Sunday, October 5, 2014

Apache UIMA in a Nutshell

I have to look at Apache UIMA project at my workplace just to get an idea what it is and what does it really do. But I had to go through the whole documentation of UIMA to understand what it is exactly.
So just thought of summarising  what I learnt here.

In general each UIMA component defined in this framework consists of two parts; a descriptor XML and a Java class. Descriptor XML defines all the configurations, configuration parameters, inputs, outputs, etc. Java class contains the implementation of the component and it is referred by the descriptor XML.

UIMA Framework defines a type system where each component deal with. They define a data structure called UIMA Common Analysis Structure (CAS). It is the central data structure through which all UIMA components communicate. There is a native Java interface to the CAS called the JCas. The JCas represents each feature structure as a Java object; for an example feature structure output that identifies persons in a paragraph would be an instance of a Java class Person with getFullName() and setFullName() methods.
So when implementing UIMA components we have to define the CAS Feature Structure that it collaborate with. This is also done via a XML file called Type System Descriptor. For such CAS types java sources can be generated via a tool called JCasGen. Then these classes can be used with UIMA component implementations.

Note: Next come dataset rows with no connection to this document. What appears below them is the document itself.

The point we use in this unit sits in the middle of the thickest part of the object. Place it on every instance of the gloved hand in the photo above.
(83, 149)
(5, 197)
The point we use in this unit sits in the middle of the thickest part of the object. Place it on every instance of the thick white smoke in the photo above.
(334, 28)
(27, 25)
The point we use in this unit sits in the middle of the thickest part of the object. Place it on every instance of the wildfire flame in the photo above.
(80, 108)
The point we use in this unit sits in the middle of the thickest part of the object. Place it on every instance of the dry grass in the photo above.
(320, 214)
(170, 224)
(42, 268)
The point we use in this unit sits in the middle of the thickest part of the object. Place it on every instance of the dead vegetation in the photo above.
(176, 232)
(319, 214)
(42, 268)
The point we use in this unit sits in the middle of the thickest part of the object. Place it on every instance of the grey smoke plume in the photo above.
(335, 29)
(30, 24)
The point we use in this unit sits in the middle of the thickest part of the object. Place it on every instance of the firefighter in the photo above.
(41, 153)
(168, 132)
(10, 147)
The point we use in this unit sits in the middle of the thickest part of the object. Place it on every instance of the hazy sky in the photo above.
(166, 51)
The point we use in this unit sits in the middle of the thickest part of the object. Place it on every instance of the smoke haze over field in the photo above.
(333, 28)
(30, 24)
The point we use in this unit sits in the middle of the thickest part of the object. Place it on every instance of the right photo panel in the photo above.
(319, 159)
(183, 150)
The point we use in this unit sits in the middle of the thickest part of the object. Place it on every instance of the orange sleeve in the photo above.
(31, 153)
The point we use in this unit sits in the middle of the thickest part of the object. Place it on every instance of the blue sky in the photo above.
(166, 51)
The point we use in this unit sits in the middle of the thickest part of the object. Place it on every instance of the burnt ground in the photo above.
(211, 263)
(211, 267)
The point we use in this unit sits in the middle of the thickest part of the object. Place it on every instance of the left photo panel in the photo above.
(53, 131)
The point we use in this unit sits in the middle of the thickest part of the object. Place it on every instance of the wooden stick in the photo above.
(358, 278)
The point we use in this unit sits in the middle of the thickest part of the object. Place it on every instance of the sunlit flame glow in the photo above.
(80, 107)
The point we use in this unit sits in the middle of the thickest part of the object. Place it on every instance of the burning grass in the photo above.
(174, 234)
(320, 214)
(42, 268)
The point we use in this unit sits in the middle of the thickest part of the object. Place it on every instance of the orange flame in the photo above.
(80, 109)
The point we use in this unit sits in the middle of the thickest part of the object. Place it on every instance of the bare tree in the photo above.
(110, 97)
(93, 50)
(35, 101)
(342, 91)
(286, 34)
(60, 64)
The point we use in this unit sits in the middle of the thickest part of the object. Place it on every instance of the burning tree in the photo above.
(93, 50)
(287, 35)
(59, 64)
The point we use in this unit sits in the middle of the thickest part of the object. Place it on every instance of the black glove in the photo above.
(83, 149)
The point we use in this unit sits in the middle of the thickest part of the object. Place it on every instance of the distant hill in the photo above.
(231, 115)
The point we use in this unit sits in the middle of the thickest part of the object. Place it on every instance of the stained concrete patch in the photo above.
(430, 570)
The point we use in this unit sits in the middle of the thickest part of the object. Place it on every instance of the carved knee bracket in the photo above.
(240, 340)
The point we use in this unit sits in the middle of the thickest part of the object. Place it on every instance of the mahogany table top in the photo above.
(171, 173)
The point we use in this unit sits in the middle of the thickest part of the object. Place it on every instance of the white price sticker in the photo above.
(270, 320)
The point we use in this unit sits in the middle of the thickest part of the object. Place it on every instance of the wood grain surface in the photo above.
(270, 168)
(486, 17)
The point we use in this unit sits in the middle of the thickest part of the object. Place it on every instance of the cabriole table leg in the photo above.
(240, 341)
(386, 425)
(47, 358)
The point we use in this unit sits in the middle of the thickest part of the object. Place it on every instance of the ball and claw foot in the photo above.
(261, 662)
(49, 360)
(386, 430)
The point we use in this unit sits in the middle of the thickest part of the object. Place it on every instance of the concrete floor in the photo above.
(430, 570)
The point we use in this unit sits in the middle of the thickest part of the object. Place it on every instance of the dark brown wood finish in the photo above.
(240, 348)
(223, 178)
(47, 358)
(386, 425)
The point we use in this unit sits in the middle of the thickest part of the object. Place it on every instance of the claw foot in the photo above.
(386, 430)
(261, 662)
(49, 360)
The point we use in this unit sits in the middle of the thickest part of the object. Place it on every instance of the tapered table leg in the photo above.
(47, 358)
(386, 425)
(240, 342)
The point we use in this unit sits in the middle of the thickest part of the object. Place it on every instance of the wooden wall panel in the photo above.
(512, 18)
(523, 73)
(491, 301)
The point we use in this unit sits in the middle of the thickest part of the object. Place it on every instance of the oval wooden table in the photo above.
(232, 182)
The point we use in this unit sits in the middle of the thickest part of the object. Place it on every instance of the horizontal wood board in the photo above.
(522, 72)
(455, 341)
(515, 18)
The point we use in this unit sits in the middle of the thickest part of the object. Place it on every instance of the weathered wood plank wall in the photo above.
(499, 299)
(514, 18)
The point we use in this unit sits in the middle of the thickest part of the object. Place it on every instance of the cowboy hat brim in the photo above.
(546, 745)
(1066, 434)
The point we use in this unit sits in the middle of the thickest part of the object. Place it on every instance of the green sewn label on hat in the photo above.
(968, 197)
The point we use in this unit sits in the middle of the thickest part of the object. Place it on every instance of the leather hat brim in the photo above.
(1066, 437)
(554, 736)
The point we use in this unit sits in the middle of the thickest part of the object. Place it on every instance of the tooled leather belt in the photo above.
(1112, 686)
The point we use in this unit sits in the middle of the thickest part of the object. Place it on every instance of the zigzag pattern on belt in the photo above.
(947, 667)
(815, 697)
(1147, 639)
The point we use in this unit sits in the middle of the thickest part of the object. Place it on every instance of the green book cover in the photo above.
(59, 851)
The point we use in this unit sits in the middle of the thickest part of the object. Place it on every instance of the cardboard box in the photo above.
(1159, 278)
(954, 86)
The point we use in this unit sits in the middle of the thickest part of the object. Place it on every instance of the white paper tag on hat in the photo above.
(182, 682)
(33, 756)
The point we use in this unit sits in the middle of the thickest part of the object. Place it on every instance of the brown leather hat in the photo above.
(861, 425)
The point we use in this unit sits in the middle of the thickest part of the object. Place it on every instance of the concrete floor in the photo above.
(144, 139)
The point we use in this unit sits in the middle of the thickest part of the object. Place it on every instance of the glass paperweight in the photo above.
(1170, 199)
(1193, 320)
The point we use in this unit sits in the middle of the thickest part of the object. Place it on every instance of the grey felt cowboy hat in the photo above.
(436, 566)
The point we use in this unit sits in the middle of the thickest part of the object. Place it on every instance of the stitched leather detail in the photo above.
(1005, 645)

I have described each UIMA component that this framework interface below.

Analysis Engine (AE)

AE is a component that analyzes artifacts (e.g. documents) and extract information from them. AEs are constructed from building blocks called Annotators. An annotator is a component that contains analysis logic. Annotators analyze an artifact (for example, a text document) and create additional data (metadata) about that artifact. An AE may contain a single annotator (this is referred to as a Primitive AE), or it may be a composition of others and therefore contain multiple annotators (this is referred to as an Aggregate AE). An aggregate AE can be defined such that it act as a pipeline; i.e annotators can be configured to take input from the previous and to provide output to the next. Aggregate AEs can be managed in an advance manner with Flow Controllers, that I have defined later here.

Collection Reader

A Collection Reader is responsible for obtaining documents from the collection and returning each document as a CAS. We can write our own Collection Readers by implementing UIMA Framework interface for Collection Reader and configuring it with a descriptor XML. 
By implementing this class we make sure that we read some artifact and build a CAS for the CPE to perform. The Collection Reader provides the ability to iterate over a collection of artifacts and to build CAS of each to be processed at a time.
It can also return progress information such that how much is read so far and how much remains to read.

CASConsumer

A CAS Consumer receives each CAS after it has been analyzed by the Analysis Engine. CAS consumers typically extract data from the CAS and persist selected information to aggregate data structures such as search engine indexes or databases.
However in UIMA version 2 AE itself can be used to persist analyzed information. Both CasConsumer and AE interface defines batch and collection level processing methods too.

Flow Controller

A Flow Controller is a component that plugs into an Aggregate Analysis Engine. When a CAS is input to the Aggregate, the Flow Controller determines the order in which the components of that aggregate are invoked on that CAS.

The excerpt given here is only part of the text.